Er is iets vreemds aan de gang in deze vierde golf. In grote gesloten ruimtes met veel mensen is het, ondanks die zogeheten coronapas, niet prettig vertoeven. Ik noem het de paradox van het onveiligheidsgevoel: ik voel me vandaag op een evenement veiliger in het gezelschap van een niet-gevaccineerde, omdat ik weet dat die minder dan 48 uur eerder negatief heeft getest, dan bij een gevaccineerde met een Covid Safe Ticket die misschien wel net naar een discotheek is geweest en er de hele tijd met een superverspreider heeft gedanst.

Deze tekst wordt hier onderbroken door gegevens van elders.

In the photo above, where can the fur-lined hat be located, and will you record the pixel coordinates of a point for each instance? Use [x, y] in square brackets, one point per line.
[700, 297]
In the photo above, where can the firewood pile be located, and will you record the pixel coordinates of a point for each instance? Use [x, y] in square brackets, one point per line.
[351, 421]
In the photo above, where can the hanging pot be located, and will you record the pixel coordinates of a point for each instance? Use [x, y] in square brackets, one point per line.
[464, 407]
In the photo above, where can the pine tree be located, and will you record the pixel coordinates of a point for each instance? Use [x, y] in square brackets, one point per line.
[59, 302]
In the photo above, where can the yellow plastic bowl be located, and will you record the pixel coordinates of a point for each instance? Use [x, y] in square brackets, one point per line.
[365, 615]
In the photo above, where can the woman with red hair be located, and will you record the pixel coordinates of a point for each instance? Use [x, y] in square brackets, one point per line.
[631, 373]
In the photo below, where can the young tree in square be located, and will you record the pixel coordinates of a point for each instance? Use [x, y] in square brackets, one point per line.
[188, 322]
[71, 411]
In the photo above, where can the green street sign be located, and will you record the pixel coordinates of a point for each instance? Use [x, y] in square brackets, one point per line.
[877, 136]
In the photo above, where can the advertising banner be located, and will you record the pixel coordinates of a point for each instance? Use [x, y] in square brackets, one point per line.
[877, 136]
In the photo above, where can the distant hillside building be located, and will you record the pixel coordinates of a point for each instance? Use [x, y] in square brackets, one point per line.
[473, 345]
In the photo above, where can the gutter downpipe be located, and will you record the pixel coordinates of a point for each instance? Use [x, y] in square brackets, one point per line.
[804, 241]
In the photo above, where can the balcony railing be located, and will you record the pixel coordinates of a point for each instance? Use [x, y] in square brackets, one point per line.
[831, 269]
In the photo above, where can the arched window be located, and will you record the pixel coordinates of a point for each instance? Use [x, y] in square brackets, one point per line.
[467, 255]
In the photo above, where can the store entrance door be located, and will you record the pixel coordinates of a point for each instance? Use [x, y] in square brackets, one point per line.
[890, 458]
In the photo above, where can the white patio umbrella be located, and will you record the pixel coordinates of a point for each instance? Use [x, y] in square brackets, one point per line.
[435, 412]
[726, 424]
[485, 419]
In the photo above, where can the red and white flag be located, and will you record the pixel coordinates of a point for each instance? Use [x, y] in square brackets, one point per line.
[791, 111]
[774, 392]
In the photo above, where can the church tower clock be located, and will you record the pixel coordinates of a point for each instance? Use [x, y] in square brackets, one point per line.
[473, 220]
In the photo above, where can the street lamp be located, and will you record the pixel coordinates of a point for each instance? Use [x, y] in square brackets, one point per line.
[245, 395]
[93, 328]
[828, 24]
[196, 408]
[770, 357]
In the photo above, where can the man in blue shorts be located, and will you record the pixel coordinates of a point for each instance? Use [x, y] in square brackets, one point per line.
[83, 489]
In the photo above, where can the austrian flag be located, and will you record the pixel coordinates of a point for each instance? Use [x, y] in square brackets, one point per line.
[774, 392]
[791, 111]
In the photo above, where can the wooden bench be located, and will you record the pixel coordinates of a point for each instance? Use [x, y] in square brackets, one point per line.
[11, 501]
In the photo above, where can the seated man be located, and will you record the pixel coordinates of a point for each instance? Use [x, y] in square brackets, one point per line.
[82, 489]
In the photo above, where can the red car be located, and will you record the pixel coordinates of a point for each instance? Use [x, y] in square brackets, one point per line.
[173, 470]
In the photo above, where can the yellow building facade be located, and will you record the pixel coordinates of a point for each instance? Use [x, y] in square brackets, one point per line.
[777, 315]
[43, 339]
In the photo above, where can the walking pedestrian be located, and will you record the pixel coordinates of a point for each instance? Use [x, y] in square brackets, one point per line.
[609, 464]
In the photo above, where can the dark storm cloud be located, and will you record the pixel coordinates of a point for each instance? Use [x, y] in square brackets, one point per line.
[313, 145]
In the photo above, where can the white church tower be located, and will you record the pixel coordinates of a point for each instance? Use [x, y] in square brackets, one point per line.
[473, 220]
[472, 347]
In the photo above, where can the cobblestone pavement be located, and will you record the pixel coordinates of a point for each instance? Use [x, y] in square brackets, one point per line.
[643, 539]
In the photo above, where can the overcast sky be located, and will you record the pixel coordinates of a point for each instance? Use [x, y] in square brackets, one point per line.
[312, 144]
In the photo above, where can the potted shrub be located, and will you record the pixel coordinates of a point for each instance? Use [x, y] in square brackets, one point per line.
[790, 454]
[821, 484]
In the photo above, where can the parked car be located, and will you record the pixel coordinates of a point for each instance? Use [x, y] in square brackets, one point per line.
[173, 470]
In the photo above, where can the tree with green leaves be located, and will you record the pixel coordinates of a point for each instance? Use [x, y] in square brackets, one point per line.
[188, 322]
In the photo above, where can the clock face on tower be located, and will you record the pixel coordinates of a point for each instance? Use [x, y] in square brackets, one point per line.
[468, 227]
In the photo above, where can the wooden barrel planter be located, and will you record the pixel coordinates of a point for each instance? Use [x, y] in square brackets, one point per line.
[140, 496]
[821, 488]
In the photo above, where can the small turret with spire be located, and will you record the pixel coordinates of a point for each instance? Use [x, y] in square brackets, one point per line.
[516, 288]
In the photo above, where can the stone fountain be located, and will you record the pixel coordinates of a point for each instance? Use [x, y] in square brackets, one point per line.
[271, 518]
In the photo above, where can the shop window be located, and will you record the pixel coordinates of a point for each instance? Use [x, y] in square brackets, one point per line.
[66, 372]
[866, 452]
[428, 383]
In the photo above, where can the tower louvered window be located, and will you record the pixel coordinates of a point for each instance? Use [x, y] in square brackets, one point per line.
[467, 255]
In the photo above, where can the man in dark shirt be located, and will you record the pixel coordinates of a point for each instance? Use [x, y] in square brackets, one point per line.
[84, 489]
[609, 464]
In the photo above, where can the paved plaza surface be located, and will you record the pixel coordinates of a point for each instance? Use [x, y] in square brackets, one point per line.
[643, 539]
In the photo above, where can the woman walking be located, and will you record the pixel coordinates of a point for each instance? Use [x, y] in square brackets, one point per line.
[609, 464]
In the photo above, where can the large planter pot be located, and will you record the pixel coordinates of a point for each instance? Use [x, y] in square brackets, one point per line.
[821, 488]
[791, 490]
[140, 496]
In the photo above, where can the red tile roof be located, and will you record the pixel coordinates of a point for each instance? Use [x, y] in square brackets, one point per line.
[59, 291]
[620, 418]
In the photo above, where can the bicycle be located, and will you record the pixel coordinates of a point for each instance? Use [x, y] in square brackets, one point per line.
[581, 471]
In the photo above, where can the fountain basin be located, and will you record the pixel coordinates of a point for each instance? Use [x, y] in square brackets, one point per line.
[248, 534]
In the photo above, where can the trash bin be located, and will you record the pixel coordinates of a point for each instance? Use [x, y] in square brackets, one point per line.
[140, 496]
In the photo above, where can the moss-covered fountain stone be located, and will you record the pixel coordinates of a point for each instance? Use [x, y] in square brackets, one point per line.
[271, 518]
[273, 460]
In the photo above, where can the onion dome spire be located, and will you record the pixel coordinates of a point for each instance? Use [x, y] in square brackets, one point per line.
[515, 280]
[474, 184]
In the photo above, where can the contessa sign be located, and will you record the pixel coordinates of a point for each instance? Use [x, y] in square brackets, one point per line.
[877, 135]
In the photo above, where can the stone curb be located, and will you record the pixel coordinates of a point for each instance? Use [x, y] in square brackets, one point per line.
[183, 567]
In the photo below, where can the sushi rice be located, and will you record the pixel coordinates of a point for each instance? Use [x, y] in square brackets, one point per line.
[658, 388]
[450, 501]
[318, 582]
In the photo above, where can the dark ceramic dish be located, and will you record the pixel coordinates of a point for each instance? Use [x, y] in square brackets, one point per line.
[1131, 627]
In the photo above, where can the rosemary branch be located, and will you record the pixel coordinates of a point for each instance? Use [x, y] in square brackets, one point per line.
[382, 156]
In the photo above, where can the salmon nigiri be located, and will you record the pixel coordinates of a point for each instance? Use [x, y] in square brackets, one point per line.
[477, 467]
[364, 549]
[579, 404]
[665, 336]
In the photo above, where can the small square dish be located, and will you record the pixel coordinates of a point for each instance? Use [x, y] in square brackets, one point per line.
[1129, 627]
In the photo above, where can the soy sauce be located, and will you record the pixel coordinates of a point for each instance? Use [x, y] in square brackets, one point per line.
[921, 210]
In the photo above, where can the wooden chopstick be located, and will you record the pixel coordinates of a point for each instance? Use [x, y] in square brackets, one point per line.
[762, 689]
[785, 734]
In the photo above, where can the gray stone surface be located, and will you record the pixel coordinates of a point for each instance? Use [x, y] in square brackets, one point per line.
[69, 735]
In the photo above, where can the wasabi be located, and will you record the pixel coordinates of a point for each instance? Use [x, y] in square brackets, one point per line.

Waarmee ik niet zeg dat ik tegen vaccinaties ben, ik blijf honderd procent pro en heb zelf — vrijwillig, overtuigd en dankbaar — twee prikken laten zetten. Vaccineren is beter dan niet vaccineren, maar het is niet voldoende. Het geeft ons, gevaccineerde burgers, een onterecht gevoel van veiligheid. Het vaccin helpt, maar het is geen wondermiddel. Het vaccin is als een buitenwipper aan een dancing, af en toe knijpt die ook een oogje dicht op het verkeerde moment, en is hij veel te streng op een ander.

Misschien moeten we de waarde van zo’n coronapas relativeren en weer meer inzetten op accurate tests de dag zelf? En ondertussen moeten de cultuurhuizen openblijven, dat spreekt voor zich.